THE FIRST GSFI TO MOVE, OR EVEN THE FIFTH OR THE TENTH, IS LARGELY SYMBOLIC. To date, there are now 151 GSFIs that have announced exits from coal. With more than US$10 billion of assets each for banks and insurers (and >US$50 billion for asset managers/asset owners), this now represents a material part of the global financial system.
It is now widely reported that there are almost no debt or equity financiers of coal assets. This not only applies to mines and coal power plants but increasingly to dedicated coal railways and coal ports as well, as Dalrymple Bay Coal Terminal found this week with its debut trading showing a 13% decline on the initial public offering price.
The music has slowed dramatically, and everyone now knows it has to stop.
Coal is the most carbon-intensive fuel source, and the one most technologically and economically challenged by the current global energy transition. Those still funding coal assets will be left without a chair.
For financial markets, this is principally about economics and technology, not morality.
Mark Carney described a globally systemic financial sector risk in his seminal 2015 Tragedy of the Horizons speech. It is no longer over the horizon; the financial risk is now.
BlackRock CEO Larry Fink’s January 2020 “fundamental reshaping of finance” letter was the catalyst for GSFIs globally to realise that if the US$7 trillion BlackRock was divesting thermal coal, it is time to do the same. By November 2020 he was talking of a “tsunami of change” as asset allocators move capital away from fossil fuel investments. I’m sure BlackRock regrets not divesting Exxon Mobil the same day it divested Peabody Energy. As Larry Fink said, for financial markets, this is principally about economics and technology, not morality.
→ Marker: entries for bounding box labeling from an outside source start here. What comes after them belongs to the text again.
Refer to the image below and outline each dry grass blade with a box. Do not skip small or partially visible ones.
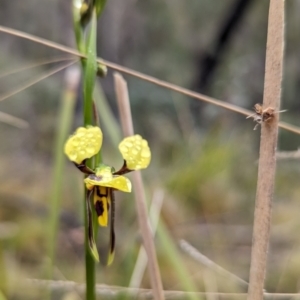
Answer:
[0,26,300,134]
[114,74,164,300]
[25,279,300,300]
[248,0,284,300]
[0,111,29,129]
[0,57,74,78]
[276,149,300,160]
[0,60,77,101]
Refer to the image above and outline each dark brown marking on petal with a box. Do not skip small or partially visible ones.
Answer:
[95,200,104,217]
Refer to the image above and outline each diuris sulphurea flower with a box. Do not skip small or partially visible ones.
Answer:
[64,126,151,265]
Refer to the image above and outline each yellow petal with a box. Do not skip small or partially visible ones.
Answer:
[119,134,151,170]
[84,166,131,193]
[65,126,103,164]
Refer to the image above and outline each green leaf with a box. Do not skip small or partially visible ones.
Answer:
[94,0,106,17]
[83,10,97,126]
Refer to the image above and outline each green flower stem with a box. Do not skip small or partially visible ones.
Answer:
[83,10,100,300]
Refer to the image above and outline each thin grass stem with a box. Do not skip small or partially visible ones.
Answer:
[0,59,78,102]
[247,0,284,300]
[0,26,300,134]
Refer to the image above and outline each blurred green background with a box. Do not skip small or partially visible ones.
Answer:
[0,0,300,299]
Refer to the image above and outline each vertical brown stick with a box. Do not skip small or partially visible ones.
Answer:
[248,0,284,300]
[114,73,164,300]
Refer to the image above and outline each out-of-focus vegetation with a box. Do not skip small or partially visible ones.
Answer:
[0,0,300,299]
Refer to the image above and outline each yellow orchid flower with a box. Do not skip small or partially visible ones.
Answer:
[84,165,131,226]
[64,126,151,264]
[65,126,103,164]
[119,134,151,170]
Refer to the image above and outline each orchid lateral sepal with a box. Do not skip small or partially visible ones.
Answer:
[86,190,99,261]
[74,160,95,175]
[113,160,134,175]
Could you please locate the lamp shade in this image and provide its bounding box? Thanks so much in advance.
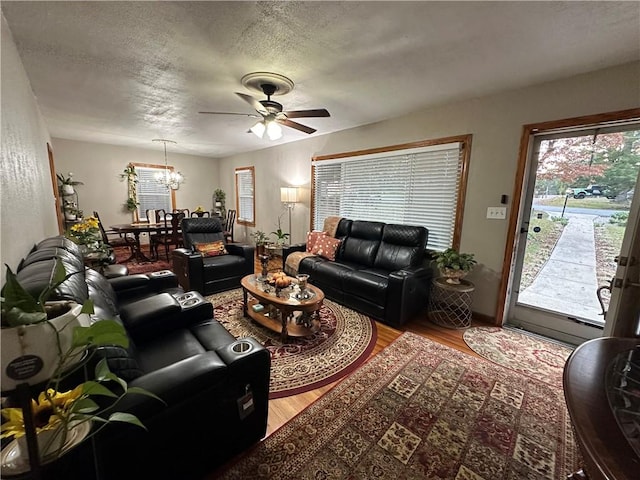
[280,187,298,203]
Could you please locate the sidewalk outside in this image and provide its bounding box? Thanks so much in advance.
[518,213,604,323]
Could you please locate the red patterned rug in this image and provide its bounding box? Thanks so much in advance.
[113,245,171,275]
[463,327,573,388]
[208,333,581,480]
[207,289,377,398]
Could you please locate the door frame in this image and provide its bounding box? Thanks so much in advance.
[495,108,640,326]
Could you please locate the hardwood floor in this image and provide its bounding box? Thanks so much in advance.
[267,310,487,436]
[255,257,488,436]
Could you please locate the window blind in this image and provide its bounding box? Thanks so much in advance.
[236,169,255,225]
[312,142,463,250]
[136,167,173,220]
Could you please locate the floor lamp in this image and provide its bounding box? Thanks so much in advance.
[280,187,298,244]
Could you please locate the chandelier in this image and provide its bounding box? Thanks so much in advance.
[152,138,184,190]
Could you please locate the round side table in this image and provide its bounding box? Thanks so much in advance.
[428,277,476,329]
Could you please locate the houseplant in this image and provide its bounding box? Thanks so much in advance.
[56,172,84,195]
[433,248,478,284]
[0,259,162,461]
[251,230,269,255]
[65,217,104,253]
[213,188,227,220]
[271,215,291,245]
[63,200,79,220]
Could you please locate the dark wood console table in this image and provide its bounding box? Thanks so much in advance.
[564,337,640,480]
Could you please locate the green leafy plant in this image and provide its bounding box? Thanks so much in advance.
[251,230,269,246]
[271,228,291,243]
[0,259,164,456]
[125,197,140,212]
[56,172,84,187]
[433,248,478,272]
BP CEO Bernard Looney’s February 2020 maiden speech will also go down in climate finance history as a seminal moment. It flagged that while coal is the weakest member of the fossil fuel herd, fossil gas and oil are both also fundamentally challenged by climate change, and that for fossil fuel firms to survive long term, a pivot into zero emissions energy alternatives was key.
Coal is just the first step. IEEFA has now tracked 65 GSFIs with formal exclusion policies on Arctic drilling and / or oil sands, with the majority of these only announced this year.
The contagion is real. Peabody Energy shares are down more than 80% this year. Exxon Mobil is down a staggering 42%, destroying over US$100 billion of shareholder wealth just this year at a time when the U.S. market is up 15%. The financial markets are finally waking up to climate-related financial risk, and that fossil fuels are a wealth hazard.
CIMB’s announcement ups the ante for Malaysia’s other leading banks – such as Maybank, Public Bank and RHB Bank – who would be well advised to follow to avoid the clear and growing financial risks of climate change as the world increasingly commits to the critical global action and ratcheting-up of collective ambition required to achieve the Paris Agreement.